4. If you live outside the US, create a new locale object that encapsulates the settings for the types of file you read most commonly.

  • I live in the US.

5. What’s the difference between read_csv() and read_csv2()?
* Second expects semicolons

6. What are the most common encodings used in Europe? What are the most common encodings used in Asia? Do some googling to find out.

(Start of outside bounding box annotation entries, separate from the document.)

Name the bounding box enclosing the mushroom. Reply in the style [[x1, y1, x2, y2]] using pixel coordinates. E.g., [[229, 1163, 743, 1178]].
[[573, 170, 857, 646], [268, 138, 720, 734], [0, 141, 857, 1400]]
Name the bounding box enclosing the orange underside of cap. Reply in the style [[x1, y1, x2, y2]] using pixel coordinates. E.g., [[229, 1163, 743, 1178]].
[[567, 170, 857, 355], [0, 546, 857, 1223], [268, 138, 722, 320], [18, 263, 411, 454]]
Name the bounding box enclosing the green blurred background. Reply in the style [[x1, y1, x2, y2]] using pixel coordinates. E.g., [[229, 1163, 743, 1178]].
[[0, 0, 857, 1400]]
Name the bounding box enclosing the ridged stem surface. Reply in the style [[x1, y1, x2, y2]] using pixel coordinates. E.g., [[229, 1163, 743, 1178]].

  • Europe tends to use “%d-%m-%Y”
  • Asia tends to use “%d.%m.%Y”

7. Generate the correct format string to parse each of the following dates and times:

d1 <- "January 1, 2010"
d2 <- "2015-Mar-07"
d3 <- "06-Jun-2017"
d4 <- c("August 19 (2015)", "July 1 (2015)")
d5 <- "12/30/14" # Dec 30, 2014
t1 <- "1705"
t2 <- "11:15:10.12 PM"
t3 <- "11:::15:10.12 PM"

Solutions:

parse_date(d1, "%B %d, %Y")
## [1] "2010-01-01"
parse_date(d2, "%Y-%b-%d")
## [1] "2015-03-07"
parse_date(d3, "%d-%b-%Y")
## [1] "2017-06-06"
parse_date(d3, "%d%.%b-%Y") #could use this alternatively
## [1] "2017-06-06"
parse_date(d4, "%B %d (%Y)")
## [1] "2015-08-19" "2015-07-01"
parse_date(d5, "%m/%d/%y")
## [1] "2014-12-30"
parse_time(t1, "%H%M")
## 17:05:00
parse_time(t2, "%I:%M:%OS %p")
## 23:15:10.12
parse_time(t3, "%I%*%M:%OS %p")
## 23:15:10.12

  1. can be helpful for dealing with parsing currencies or percentages for example…

  2. e.g. helpful for use w/ parse_char

  3. readRDS is base R version

  4. though does not support list-cols

  5. base R version is saveRDS

  6. * skip = n, comment = # any line that starts w/ input to comment will be skipped, col_names = FALSE or perhaps c("x", "y", "z"), na = "."